Dr. Christoph Binkelmann
Kommission zur Herausgabe der Schriften von Schelling
- 1995
- Studium der Philosophie, Mathematik, klassische Philologie (Latein, Griechisch) an der Universität Bonn
- 1998
- Studium an der Universität Heidelberg
- 1999-2002
- Wissenschaftliche Hilfskraft am philosophischen Seminar Heidelberg (Lehrstuhl: Rüdiger Bubner)
- 2002
- M.A. Philosophie: Der Ursprung des Selbstbewusstseins. Eine synoptische Lesart der Wissenschaftslehre J.G. Fichtes bei Prof. Dr. Rüdiger Bubner und Prof. Dr. Jens Halfwassen
- 2002/2003
- Forschung am Centre de recherche sur Hegel et l’idéalisme allemand in Poitiers (Frankreich) bei Prof. Jean-Louis Vieillard-Baron und Prof. Jean-Christophe Goddard; Forschung im Groupe d’études fichtéennes de langue française an der Pariser Sorbonne (Leitung : J.-Ch. Goddard)
- seit 2003
- Mitglied des Internationalen Forschungsnetzwerkes Transzendentalphilosophie/Deutscher Idealismus
- 2006
- Promotion über Philosophie der praktischen Freiheit. Fichte – Hegel bei Prof. Dr. Rüdiger Bubner und Prof. Dr. Jean-Louis Vieillard-Baron an den Universitäten Heidelberg-Poitiers (Cotutelle de thèse)
- seit 2006
- Gastdozent am IUC Dubrovnik
- seit WS 2006/07
- Lehrauftrag an der TU Berlin
- 03.-08.2007
- Wissenschaftlicher Mitarbeiter an der TU (Projekt: DEPTH im 7. FRP der Europäischen Kommission)
- 05.2008
- Organisation der Fichte-Tagung in Rammenau »Wie entsteht Identität? Individuum, Nation und Europa im politischen Denken J.G. Fichtes«
- seit 05.2009
- Wiss. Mitarbeiter im BMBF-Projekt »Translating Doping« der TU und HU Berlin
- seit 08.2009
- zuständig für den Rezensionsteil der Fichte-Studien (Rodopi/Amsterdam)
- seit 10.2009
- Mitglied im Vorstand der Internationalen Johann-Gotlieb-Fichte-Gesellschaft
- 01.2011-12.2011
- Wiss. Mitarbeiter am SFB 804 »Transzendenz und Gemeinsinn« der TU Dresden (Teilprojekt P »Philosophische Diskurse«, Leitung: Prof. Thomas Rentsch)
- 12.2011-02.2014
- Wiss. Mitarbeiter am Lehrstuhl für theoretische Philosophie (Prof.

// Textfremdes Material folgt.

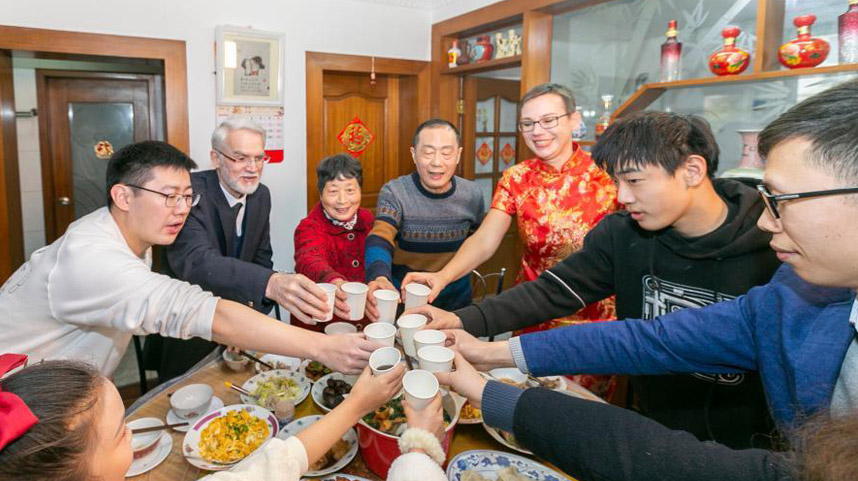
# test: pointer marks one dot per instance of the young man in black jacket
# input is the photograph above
(684, 240)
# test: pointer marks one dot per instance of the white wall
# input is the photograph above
(458, 7)
(337, 26)
(29, 162)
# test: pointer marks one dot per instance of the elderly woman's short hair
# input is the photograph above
(338, 167)
(232, 124)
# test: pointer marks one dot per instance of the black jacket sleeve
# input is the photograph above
(196, 258)
(582, 278)
(595, 441)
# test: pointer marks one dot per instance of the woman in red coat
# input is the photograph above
(329, 242)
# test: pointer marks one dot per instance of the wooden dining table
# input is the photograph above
(215, 373)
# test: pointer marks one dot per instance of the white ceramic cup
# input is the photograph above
(420, 387)
(340, 328)
(191, 401)
(381, 332)
(436, 358)
(386, 301)
(416, 295)
(384, 359)
(331, 292)
(355, 298)
(408, 325)
(428, 337)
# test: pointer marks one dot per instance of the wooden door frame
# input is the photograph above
(47, 149)
(317, 63)
(171, 52)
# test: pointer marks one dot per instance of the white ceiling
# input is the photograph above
(428, 5)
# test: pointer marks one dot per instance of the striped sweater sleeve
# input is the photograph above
(382, 238)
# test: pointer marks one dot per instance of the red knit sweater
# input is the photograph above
(325, 252)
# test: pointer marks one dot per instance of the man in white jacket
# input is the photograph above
(83, 296)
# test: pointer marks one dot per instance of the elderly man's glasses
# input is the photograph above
(772, 200)
(171, 200)
(544, 122)
(242, 159)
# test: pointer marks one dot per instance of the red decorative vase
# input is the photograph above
(483, 49)
(803, 51)
(729, 60)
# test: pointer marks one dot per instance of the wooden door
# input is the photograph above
(86, 117)
(349, 98)
(492, 145)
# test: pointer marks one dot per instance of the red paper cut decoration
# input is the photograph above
(356, 137)
(507, 154)
(484, 153)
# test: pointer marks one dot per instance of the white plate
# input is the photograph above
(487, 463)
(251, 384)
(322, 383)
(495, 433)
(291, 363)
(340, 476)
(156, 457)
(216, 403)
(190, 445)
(301, 424)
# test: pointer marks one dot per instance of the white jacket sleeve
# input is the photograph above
(415, 467)
(277, 460)
(103, 284)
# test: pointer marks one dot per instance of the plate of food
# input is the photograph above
(342, 452)
(342, 477)
(330, 390)
(314, 369)
(470, 414)
(279, 362)
(270, 387)
(505, 438)
(227, 435)
(488, 465)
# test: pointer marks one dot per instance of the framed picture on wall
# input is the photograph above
(249, 70)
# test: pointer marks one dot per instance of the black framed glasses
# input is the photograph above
(544, 122)
(242, 159)
(772, 200)
(171, 200)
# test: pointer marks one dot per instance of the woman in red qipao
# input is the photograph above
(556, 197)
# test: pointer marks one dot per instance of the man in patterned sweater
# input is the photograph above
(423, 218)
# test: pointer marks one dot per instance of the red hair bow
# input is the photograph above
(15, 417)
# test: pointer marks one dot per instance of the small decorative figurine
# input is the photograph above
(847, 25)
(604, 119)
(465, 57)
(515, 42)
(671, 54)
(453, 55)
(729, 60)
(804, 51)
(501, 46)
(483, 49)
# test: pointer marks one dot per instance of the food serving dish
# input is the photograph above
(334, 380)
(345, 452)
(487, 463)
(255, 423)
(271, 386)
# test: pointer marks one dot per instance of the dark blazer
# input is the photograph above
(202, 253)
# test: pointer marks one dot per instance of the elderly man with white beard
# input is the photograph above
(225, 246)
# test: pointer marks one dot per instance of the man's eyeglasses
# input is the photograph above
(772, 200)
(242, 159)
(544, 122)
(171, 200)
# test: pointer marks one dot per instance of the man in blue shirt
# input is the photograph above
(797, 331)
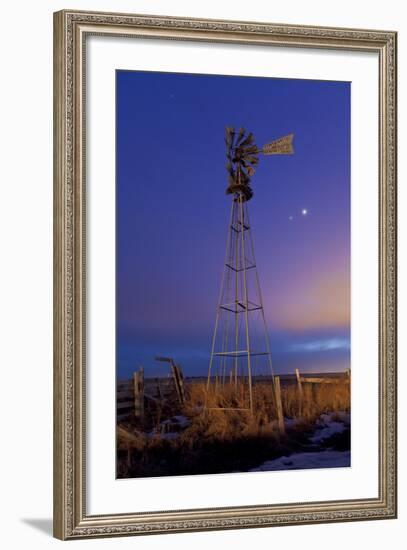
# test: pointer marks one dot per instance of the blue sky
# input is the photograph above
(172, 215)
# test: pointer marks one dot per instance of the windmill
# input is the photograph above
(236, 343)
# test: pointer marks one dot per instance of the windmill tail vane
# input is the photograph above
(243, 157)
(240, 342)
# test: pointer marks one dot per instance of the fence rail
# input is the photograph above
(132, 395)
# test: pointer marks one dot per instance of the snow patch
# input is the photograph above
(300, 461)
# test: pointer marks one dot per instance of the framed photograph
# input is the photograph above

Marion Heinz) der Universität Siegen
- Seit 03.2014
- Sekretär der Kommission zur Herausgabe der Schriften von Schelling an der Bayerischen Akademie der Wissenschaften
Aktivitäten
Forschungsprojekte
Herausgabe mit Einleitung und Kommentierung von Isaac von Sinclair: „Wahrheit und Gewissheit“ (Bd. 1)
Sinclairs dreibändiges philosophisches Hauptwerk von 1811 mit dem Titel »Wahrheit und Gewissheit« unternimmt den Versuch einer enzyklopädischen Darstellung der Wirklichkeit als ganzer. Im ersten Band behandelt Sinclair die logischen Grundstrukturen und Themen wie Bewusstsein, Leben und Gott. Dieser Band soll 2014 bei Frommann-Holzboog mit Einleitung und Kommentar dem Publikum erneut zugänglich gemacht werden.

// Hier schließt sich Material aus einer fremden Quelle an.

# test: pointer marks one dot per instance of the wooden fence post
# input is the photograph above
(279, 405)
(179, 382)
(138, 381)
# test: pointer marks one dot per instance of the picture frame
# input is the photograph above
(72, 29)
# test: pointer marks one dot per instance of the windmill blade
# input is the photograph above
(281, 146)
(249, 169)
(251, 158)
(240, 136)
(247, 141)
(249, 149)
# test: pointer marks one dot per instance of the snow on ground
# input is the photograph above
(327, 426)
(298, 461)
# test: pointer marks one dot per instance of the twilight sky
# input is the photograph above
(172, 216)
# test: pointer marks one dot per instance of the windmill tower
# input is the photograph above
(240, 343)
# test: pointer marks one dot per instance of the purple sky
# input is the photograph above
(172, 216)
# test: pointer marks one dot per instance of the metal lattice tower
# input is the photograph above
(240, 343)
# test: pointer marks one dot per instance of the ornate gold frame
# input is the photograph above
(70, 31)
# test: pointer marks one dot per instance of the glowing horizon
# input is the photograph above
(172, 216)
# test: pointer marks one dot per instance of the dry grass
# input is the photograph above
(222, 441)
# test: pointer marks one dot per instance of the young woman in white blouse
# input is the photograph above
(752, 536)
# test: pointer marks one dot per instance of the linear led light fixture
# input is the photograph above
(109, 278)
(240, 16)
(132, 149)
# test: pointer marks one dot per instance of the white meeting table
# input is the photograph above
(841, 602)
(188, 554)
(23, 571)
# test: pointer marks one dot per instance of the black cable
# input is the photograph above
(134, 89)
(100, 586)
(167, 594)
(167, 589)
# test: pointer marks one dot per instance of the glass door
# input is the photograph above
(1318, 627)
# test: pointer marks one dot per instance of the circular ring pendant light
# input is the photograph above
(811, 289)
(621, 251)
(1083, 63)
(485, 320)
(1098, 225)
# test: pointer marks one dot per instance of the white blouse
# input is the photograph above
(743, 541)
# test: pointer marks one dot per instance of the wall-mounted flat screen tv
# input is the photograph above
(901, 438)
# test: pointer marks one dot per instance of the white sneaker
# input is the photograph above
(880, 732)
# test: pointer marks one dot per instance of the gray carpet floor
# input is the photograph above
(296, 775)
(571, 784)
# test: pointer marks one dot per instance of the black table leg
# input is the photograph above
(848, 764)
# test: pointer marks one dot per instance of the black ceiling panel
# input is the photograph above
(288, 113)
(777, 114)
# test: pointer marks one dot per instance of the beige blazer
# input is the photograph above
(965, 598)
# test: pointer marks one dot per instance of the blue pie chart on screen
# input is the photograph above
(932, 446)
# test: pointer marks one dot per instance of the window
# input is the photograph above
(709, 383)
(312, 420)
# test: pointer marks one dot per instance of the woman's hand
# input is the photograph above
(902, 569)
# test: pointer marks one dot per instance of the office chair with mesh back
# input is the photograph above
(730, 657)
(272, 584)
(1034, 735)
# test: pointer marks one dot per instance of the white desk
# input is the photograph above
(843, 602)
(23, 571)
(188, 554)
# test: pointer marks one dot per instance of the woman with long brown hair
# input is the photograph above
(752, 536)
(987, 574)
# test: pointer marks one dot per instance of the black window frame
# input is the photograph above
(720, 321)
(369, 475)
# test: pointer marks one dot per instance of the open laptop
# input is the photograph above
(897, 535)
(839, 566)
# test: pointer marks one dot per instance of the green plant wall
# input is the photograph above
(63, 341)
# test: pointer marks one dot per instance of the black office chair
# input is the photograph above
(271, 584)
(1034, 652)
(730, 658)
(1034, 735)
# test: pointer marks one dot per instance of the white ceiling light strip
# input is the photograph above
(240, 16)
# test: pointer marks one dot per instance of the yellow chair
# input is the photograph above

Philosophie der praktischen Freiheit. Fichte – Hegel
Die Studie bietet eine umfassende systematische Gegenüberstellung der praktischen Philosophien Fichtes und Hegels im Hinblick auf deren Freiheitskonzeptionen. Der Stellenwert der praktischen Freiheit wird im Gesamtsystem, der Ethik, Rechts- und Staatsphilosophie bei beiden Denkern dargestellt und miteinander verglichen. Dabei wird nicht nur die mannigfaltige Abhängigkeit Hegels von Fichte, sondern gerade der wesentliche Unterschied, Freiheit als Ursprung oder als Resultat zu verstehen, aufgezeigt.

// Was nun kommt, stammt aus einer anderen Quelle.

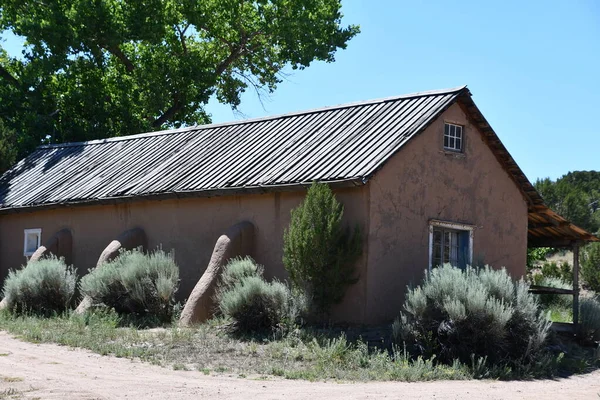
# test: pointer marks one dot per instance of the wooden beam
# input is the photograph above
(575, 284)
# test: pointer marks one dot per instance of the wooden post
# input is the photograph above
(575, 283)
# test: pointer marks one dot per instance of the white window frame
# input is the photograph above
(434, 223)
(461, 137)
(27, 232)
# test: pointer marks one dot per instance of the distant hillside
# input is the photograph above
(575, 196)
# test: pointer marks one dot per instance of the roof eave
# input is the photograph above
(292, 187)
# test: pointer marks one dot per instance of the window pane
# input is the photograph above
(437, 237)
(32, 242)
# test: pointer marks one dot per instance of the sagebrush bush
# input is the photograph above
(135, 283)
(471, 314)
(236, 270)
(254, 305)
(588, 329)
(590, 266)
(44, 287)
(318, 253)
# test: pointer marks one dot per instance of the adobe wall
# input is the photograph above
(422, 182)
(189, 227)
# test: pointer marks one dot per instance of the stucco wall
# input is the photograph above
(422, 182)
(189, 227)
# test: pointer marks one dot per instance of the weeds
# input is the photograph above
(301, 354)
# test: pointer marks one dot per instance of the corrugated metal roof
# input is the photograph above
(346, 143)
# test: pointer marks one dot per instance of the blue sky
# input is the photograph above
(533, 68)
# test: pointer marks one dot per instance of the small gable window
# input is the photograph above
(453, 137)
(32, 241)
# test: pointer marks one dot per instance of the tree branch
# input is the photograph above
(170, 113)
(8, 77)
(115, 50)
(182, 37)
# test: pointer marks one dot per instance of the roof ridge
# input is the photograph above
(253, 120)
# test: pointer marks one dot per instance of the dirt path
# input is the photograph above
(49, 371)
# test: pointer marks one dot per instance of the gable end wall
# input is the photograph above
(422, 182)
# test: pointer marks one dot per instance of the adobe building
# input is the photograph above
(424, 175)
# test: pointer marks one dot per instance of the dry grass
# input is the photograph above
(209, 349)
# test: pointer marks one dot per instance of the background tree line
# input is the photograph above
(575, 196)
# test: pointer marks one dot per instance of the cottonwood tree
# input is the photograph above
(98, 68)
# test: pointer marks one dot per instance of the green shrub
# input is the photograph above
(535, 254)
(135, 283)
(42, 287)
(588, 329)
(254, 305)
(590, 266)
(566, 272)
(236, 270)
(561, 301)
(318, 253)
(472, 314)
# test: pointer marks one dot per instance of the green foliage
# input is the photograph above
(135, 283)
(8, 150)
(254, 305)
(318, 253)
(588, 329)
(535, 254)
(42, 287)
(554, 301)
(478, 313)
(553, 270)
(590, 266)
(238, 269)
(113, 67)
(575, 196)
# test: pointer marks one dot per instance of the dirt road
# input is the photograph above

Der Ursprung des Selbstbewusstseins. Eine synoptische Lesart der Wissenschaftslehre J.G. Fichtes
Die reflexionstheoretischen Probleme der frühen Selbstbewusstseinsphilosophie Fichtes, die Dieter Henrich aufgewiesen haben, löst Fichte durch eine zweifache Strategie: mittels der Konzeption der intellektuellen Anschauung und dem praktischen Weltverhältnis. Insbesondere die praktische »Lösung« hat Henrich nicht beachtet. Diesen Nachweis unternimmt die Arbeit.
Forschungsveranstaltungen
Der Anfang der Weltalter (1811) - Sommerkurs »Klassische deutsche Philosophie«
Im September 1810 erwähnt Schelling zum ersten Mal ein philosophisches Großprojekt, das ihn die folgenden Jahrzehnte bis in die 30er Jahre hinein beschäftigen wird: „Die 3 Weltalter“. Bereits im April des folgenden Jahres lässt er das erste Buch über die Vergangenheit mit Einleitung setzen. In dieser frühesten Version knüpft Schelling unmittelbar an die bekannten Ausführungen aus der Freiheitsschrift (1809) und den Stuttgarter Privatvorlesungen (1810) an. Dabei bemüht er sich sowohl um eine neue Darstellungs- als auch Verständnisweise in der „Entwicklung eines lebendigen, wirklichen Wesens“, die mit der Vergangenheit Gottes beginnt.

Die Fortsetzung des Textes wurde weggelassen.